Но, разумеется, он не умирает, в этом не было бы ни малейшего смысла. Его отправляют в госпиталь…
Или нет… Алексей приносит важные сведения. Вот он сидит с полковником за столом, заваленным картами. И вдруг полковник доверительно говорит: «Знаешь, мне что-то подозрителен этот прапорщик. Не займешься ли ты им?» И Алексей выслеживает прапорщика. Он ходит за ним, как тень, ползет за ним до немецких окопов. Крадет из немецкой ставки документы, подтверждающие предательство, приносит их. Уничтоженный, бледный, стоит прапорщик перед полковником.
— Откуда вы знаете? — шепчет он посиневшими губами, и полковник показывает на Алексея.
— Вот этот бесстрашный молодой патриот разоблачил тебя, подлый шпион!
И Алексей с презрением смотрит в бесцветные глаза, в которых теперь появляется неудержимый страх.
Алексею жаль засыпать, ему хочется без конца думать об этом. Но сон побеждает мечту. И продолжать ее можно только на другой день.
Но вот налетает вихрь, который уносит с собой создаваемую изо дня в день сказку. Теперь налицо действительность.

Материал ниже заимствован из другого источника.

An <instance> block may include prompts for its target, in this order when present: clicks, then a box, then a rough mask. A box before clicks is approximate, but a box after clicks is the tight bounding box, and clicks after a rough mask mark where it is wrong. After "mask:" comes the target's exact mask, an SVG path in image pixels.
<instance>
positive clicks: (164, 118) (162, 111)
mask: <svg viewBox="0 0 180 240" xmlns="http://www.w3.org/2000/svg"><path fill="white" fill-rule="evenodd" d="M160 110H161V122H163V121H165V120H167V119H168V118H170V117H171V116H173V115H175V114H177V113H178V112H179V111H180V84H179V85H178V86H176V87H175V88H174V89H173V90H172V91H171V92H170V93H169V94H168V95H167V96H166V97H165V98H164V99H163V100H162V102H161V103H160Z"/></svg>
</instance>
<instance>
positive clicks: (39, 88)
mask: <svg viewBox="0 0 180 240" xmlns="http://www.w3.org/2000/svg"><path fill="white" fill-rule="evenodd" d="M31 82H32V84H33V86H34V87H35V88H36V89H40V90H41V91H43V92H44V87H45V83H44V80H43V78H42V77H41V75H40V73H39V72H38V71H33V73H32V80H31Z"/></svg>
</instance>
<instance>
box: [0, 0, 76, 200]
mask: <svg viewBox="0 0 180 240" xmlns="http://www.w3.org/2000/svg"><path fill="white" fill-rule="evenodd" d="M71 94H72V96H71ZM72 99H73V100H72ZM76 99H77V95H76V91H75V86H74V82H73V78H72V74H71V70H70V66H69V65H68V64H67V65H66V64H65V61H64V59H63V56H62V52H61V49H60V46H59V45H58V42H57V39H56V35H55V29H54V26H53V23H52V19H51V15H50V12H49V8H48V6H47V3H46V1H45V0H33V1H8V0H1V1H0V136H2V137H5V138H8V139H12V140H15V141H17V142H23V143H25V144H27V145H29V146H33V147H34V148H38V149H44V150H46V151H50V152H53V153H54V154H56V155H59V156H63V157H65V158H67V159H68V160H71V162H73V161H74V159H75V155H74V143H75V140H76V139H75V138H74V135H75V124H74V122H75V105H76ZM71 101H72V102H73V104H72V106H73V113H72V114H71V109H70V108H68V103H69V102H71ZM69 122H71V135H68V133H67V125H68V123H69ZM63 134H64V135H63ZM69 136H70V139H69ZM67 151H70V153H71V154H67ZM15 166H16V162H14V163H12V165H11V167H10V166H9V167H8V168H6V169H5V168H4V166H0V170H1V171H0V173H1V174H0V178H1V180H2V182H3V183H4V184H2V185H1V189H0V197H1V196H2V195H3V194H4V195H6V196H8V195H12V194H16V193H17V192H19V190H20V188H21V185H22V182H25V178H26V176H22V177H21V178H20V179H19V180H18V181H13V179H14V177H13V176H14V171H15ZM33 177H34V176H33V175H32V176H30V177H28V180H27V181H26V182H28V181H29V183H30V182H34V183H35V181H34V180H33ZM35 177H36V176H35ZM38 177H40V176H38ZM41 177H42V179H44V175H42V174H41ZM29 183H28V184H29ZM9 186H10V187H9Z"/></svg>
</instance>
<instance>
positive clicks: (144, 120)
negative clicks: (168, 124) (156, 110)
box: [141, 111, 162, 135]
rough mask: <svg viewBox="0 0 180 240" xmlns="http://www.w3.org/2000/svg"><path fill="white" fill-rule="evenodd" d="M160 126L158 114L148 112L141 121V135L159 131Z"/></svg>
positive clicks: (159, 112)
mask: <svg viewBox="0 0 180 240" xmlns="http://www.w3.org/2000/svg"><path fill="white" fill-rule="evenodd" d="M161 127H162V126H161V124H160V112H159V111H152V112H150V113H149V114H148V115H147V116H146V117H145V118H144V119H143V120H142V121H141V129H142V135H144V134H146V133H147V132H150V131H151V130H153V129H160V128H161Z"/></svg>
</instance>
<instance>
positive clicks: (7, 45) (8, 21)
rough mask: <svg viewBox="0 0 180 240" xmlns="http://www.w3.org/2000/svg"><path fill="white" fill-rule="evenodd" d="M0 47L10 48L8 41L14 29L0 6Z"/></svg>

На станции гремят голоса, на перевернутой бочке стоит машинист и, колотя себя кулаками в грудь, произносит речь. Толпа отвечает ему одобрительным криком. На рынке толпа, лавки заперты, люди ходят и поют, на здании станции развевается красный флаг. Никому и в голову не приходит заглянуть в школу. Учитель уехал в город и больше не появляется. Алексей бегает, как ошалелый. Не все понимая, он нахватался упоительных слов: свобода, революция, права. Он ходит с толпой по местечку. Ветер треплет волосы на голове, радость распирает легкие. Там, на углу, — нет, нет, это невозможно, но все происходит именно так, — на углу, на сколоченной из досок трибуне стоит отец, он произносит речь. Снизу подымаются руки, и все кричат, и отец возвышается над толпой, прекрасный, сильный, и его голос раздается далеко, гремит по всему местечку, наполняет улицы. Алексей в восторге подкидывает вверх рваную шапку. Домой он забегает только поесть. Мать вздыхает и плачет, отца никогда нет, утюг остыл, недошитый костюм управляющего мельницей валяется в углу, рыжий Толя давно исчез.
На дребезжащем, как куча железного лома, грузовике появляются матросы. Самый главный из них, вылезая из машины, говорит Алексею:
— Эй, товарищ, достань-ка нам воды в радиатор. Совсем перегрелся мотор.
Мгновенье Алексей смотрит исподлобья, но это не шутка. Высокий матрос всерьез обращается к нему, как к взрослому, и с этого момента Алексей прилипает к обмотанному пулеметными лентами кудрявому Максиму, с интересом созерцает сине-зеленую татуировку на его руках, торопливо подает винтовку, бегает за ним, как собачонка, и Максим привыкает к мальчугану, который смотрит на него влюбленными глазами. По рельсам гремят поезда, полные солдат, на паровозах развеваются маленькие красные флажки. На конце балки, торчащей из крыши сарая, рядом со станцией, вешают шпика Слепцова, и Алексей присутствует при этом, ощущая радостную и жуткую дрожь. Он не возвращается домой даже на ночь, ездит с Максимом на грузовике по окрестностям, и, когда ветер хлещет в лицо и матросы поют новые, никогда не слышанные Алексеем песни, мальчик чувствует непередаваемый восторг и поднимающийся в груди, неописуемый захлестывающий вкус к жизни. Нет, это уже не таинственный запах листка мяты, и не упругость разгрызаемого зубами яблока, и не глупый побег на фронт — это, наконец, настоящая жизнь. И мать испуганными глазами смотрит на сына. Загорелый, оборванный, полный энергии, он лишь второпях забегает домой. Мальчик в это время растет, как на дрожжах, и его серые глаза сверкают лихорадочным огнем.